Re: RELENG_5 panic [nic: _mtx_lock_sleep: recursed on non-recursivemutex nfsd_mtx]

From: Robert Watson <rwatson_at_freebsd.org>
Date: Mon, 25 Oct 2004 09:13:27 +0100 (BST)
On Mon, 25 Oct 2004, Wilkinson, Alex wrote:

> The panic doesn't occur any longer since I upgraded world/kernel.
> Therefore what you have written below would be pointless. 
> 
> Are you suspecting that the bug is still there but not being triggered ? 
> 
> I can downgrade world/kernel for testing if possible and needed ? 
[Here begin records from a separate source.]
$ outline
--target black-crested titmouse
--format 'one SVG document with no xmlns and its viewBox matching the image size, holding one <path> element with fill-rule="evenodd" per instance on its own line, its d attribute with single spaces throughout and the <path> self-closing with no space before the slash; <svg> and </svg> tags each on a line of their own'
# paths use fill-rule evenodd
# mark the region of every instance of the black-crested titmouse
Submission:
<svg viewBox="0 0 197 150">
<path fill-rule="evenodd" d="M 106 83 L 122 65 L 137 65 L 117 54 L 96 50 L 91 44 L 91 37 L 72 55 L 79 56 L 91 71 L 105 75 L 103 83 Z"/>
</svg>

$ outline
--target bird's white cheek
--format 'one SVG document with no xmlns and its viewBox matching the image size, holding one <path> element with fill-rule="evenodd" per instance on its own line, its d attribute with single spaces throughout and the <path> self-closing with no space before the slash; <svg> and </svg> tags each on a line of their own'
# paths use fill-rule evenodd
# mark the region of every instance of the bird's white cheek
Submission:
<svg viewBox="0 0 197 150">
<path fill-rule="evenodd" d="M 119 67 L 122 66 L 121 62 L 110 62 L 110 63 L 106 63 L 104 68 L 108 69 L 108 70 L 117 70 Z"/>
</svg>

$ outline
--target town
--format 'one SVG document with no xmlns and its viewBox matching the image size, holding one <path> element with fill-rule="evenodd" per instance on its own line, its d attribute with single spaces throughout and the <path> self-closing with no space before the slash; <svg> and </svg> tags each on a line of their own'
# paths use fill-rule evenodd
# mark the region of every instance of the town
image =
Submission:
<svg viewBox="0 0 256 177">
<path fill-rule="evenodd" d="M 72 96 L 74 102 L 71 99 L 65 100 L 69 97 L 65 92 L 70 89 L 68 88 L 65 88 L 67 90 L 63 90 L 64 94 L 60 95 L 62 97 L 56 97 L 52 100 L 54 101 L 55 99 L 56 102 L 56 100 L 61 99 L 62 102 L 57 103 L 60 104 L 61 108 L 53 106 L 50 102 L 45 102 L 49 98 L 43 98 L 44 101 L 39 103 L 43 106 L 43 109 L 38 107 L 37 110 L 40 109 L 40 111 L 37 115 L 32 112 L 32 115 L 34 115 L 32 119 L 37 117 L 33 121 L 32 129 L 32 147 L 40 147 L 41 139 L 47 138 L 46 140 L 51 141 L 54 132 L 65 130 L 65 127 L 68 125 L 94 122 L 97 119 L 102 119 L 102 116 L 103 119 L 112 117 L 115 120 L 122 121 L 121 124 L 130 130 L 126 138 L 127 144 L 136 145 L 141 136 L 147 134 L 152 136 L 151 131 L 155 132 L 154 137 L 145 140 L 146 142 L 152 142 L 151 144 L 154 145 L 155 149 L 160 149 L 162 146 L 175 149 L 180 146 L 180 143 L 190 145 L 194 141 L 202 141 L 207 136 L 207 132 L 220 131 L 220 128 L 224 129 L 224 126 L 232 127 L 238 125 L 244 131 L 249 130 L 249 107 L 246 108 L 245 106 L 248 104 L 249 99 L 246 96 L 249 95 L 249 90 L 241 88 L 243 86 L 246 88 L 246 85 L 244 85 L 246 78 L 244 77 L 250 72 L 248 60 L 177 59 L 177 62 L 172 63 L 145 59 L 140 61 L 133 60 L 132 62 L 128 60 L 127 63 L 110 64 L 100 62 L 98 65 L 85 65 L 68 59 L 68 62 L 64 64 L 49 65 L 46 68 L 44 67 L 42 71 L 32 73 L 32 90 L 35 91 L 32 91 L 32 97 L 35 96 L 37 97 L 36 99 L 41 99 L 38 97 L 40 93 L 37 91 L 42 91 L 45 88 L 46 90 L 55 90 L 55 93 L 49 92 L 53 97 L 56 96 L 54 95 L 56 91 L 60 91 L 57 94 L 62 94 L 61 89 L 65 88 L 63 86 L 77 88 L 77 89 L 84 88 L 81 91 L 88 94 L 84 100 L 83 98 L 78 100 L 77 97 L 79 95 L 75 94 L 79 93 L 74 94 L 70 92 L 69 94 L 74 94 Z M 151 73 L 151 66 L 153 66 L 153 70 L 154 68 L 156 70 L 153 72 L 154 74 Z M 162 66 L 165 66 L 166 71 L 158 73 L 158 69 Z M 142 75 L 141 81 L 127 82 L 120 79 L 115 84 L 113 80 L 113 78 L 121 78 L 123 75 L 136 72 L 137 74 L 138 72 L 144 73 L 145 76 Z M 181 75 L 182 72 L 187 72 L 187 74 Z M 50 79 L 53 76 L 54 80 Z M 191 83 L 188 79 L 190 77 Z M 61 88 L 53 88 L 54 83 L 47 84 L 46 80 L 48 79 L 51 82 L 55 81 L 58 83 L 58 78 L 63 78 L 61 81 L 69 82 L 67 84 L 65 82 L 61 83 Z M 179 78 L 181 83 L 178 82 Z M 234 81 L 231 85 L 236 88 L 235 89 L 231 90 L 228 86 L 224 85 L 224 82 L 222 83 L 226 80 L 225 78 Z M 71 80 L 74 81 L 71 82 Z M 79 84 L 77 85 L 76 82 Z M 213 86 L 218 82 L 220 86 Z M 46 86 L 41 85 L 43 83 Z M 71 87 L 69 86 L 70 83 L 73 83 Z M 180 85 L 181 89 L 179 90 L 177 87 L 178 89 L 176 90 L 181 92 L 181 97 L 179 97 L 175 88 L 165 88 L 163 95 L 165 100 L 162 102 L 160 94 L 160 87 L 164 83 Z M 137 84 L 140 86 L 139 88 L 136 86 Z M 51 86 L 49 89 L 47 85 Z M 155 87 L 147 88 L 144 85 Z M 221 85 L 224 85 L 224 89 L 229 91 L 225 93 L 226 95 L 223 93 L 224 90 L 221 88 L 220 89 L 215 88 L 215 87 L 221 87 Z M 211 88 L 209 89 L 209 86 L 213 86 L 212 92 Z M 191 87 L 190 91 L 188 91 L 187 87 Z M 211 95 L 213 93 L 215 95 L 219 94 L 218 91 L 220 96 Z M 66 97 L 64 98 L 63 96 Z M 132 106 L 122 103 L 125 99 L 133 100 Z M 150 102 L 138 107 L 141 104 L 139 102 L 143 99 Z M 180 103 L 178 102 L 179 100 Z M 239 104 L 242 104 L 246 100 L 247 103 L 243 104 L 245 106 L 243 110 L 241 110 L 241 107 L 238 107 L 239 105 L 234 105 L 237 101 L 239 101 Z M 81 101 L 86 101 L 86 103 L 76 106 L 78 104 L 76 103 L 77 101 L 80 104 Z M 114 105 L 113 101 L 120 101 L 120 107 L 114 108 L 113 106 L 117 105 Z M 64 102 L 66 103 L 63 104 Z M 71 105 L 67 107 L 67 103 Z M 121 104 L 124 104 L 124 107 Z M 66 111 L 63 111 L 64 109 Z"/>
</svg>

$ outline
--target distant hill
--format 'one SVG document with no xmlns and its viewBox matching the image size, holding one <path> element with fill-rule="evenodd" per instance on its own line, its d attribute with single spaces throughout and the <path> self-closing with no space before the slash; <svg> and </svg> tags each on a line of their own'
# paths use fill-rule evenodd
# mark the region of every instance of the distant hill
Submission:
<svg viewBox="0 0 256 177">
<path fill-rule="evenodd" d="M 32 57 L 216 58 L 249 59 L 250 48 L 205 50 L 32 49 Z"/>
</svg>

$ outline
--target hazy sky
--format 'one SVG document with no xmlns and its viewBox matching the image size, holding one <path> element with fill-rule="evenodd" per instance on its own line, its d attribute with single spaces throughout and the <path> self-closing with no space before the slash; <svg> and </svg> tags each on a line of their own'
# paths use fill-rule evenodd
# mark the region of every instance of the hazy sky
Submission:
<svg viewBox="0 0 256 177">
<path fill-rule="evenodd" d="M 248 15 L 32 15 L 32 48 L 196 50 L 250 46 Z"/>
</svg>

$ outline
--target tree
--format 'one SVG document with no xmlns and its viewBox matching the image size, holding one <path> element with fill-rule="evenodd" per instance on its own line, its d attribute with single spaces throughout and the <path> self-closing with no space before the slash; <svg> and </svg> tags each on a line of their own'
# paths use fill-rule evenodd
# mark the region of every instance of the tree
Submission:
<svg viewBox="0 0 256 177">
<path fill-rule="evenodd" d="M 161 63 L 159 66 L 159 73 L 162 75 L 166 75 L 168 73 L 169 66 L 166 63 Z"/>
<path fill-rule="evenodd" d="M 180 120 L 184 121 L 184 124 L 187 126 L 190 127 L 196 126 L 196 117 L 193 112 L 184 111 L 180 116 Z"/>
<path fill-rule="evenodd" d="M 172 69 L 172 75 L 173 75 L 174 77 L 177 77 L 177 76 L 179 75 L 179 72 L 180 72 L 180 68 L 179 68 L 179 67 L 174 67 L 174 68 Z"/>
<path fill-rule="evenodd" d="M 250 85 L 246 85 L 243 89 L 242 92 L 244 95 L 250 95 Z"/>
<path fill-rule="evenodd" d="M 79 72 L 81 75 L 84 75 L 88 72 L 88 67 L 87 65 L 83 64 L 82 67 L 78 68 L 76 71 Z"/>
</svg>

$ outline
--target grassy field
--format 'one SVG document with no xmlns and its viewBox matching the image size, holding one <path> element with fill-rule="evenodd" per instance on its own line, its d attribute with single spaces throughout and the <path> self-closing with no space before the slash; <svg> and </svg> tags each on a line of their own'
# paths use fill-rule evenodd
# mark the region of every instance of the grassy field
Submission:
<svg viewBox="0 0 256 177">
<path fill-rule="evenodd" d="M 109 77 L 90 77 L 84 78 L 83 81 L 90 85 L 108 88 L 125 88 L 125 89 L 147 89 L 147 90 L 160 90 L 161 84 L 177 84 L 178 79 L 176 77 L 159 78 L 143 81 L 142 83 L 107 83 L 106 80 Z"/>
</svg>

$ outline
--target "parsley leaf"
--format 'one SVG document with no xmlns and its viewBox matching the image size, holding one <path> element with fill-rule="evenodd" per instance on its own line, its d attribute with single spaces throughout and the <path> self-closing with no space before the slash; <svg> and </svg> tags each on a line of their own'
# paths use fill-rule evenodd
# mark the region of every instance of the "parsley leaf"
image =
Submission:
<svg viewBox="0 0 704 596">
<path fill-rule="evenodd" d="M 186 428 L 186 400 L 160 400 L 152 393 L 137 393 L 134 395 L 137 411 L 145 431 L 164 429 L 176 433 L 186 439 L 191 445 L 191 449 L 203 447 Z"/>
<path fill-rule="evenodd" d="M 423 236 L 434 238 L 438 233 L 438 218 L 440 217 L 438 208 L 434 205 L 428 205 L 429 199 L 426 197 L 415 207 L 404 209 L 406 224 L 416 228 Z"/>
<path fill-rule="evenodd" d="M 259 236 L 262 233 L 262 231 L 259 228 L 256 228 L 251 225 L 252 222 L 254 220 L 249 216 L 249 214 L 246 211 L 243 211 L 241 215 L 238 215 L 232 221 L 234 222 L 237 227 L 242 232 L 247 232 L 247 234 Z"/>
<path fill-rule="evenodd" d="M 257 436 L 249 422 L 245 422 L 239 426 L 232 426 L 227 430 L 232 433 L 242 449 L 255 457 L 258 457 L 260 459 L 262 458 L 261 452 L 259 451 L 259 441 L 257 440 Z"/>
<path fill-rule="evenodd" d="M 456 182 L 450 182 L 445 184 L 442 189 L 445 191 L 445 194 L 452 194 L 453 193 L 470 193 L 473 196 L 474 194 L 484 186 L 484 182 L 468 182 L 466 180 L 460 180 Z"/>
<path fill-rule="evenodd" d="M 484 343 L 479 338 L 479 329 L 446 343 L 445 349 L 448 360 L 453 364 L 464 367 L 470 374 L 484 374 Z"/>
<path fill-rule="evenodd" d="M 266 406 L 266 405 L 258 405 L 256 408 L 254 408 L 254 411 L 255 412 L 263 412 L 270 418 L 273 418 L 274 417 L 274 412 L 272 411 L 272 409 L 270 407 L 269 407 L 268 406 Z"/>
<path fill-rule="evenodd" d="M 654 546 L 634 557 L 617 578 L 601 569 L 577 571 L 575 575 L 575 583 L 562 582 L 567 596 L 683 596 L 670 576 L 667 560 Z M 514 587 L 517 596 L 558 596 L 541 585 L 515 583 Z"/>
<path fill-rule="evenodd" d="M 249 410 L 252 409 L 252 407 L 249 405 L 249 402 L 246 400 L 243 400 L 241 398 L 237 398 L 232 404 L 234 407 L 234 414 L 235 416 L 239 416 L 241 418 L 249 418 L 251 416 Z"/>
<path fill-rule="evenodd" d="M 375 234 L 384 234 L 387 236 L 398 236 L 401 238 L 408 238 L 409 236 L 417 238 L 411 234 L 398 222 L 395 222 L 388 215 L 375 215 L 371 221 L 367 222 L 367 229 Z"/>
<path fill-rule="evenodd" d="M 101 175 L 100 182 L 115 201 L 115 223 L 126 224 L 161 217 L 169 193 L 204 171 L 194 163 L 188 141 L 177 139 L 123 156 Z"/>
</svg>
I believe I copied you in a follow-up message, which might be a few more
messages into your message queue, in which I said something on the order
of "Ah, I found the bug -- did you recently rearrange the disks?".  I
committed a patch that I believe should fix the problem (and a small class
of related problems).  The problem you were experiencing should have gone
away after the last NFS client we rebooted or unmounted the NFS file
system following the disk rearrangement, and then would not have recurred
unless the disks were further rearranged.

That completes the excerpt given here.